Doctrine annotations VS PHP8 attributes
GraphQLite is heavily relying on the concept of annotations (also called attributes in PHP 8+).
Doctrine annotations
Historically, attributes were not available in PHP and PHP developers had to "trick" PHP to get annotation support. This was the purpose of the doctrine/annotation library.
Using Doctrine annotations, you write annotations in your docblocks:
use TheCodingMachine\GraphQLite\Annotations\Type;
/**
* @Type
*/
class MyType
{
}
Please note that:
- The annotation is added in a docblock (a comment starting with "
/**
") - The
Type
part is actually a class. It must be declared in theuse
statements at the top of your file.
Some IDEs provide support for Doctrine annotations:
- PhpStorm via the PHP Annotations Plugin
- Eclipse via the Symfony 2 Plugin
- Netbeans has native support
We strongly recommend using an IDE that has Doctrine annotations support.
PHP 8 attributes
Starting with PHP 8, PHP got native annotations support. They are actually called "attributes" in the PHP world.

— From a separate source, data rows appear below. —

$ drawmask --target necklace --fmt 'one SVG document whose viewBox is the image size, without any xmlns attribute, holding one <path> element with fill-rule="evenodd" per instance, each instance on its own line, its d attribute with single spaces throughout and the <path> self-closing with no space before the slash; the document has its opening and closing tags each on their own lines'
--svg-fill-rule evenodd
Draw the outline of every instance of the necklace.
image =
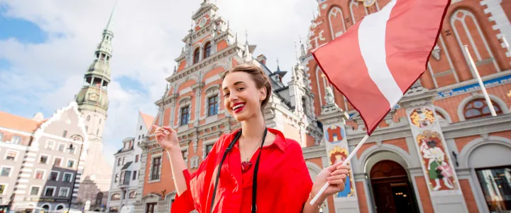
<svg viewBox="0 0 511 213">
<path fill-rule="evenodd" d="M 245 138 L 241 138 L 243 141 L 243 143 L 245 143 Z M 251 157 L 253 155 L 254 152 L 256 152 L 256 150 L 257 150 L 258 146 L 259 146 L 259 143 L 263 141 L 263 139 L 259 141 L 259 143 L 258 143 L 257 145 L 256 145 L 256 147 L 254 148 L 254 150 L 251 153 L 250 155 L 247 156 L 247 158 L 245 161 L 241 162 L 241 173 L 245 173 L 248 171 L 251 167 L 252 167 L 252 162 L 250 161 Z"/>
</svg>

The same code can be written this way:
use TheCodingMachine\GraphQLite\Annotations\Type;
#[Type]
class MyType
{
}
GraphQLite v4.1+ has support for PHP 8 attributes.
The Doctrine annotation class and the PHP 8 attribute class is the same (so you will be using the same use
statement at the top of your file).
They support the same attributes too.
A few notable differences:
- PHP 8 attributes do not support nested attributes (unlike Doctrine annotations). This means there is no equivalent to the
annotations
attribute of@MagicField
and@SourceField
. - PHP 8 attributes can be written at the parameter level. Any attribute targeting a "parameter" must be written at the parameter level.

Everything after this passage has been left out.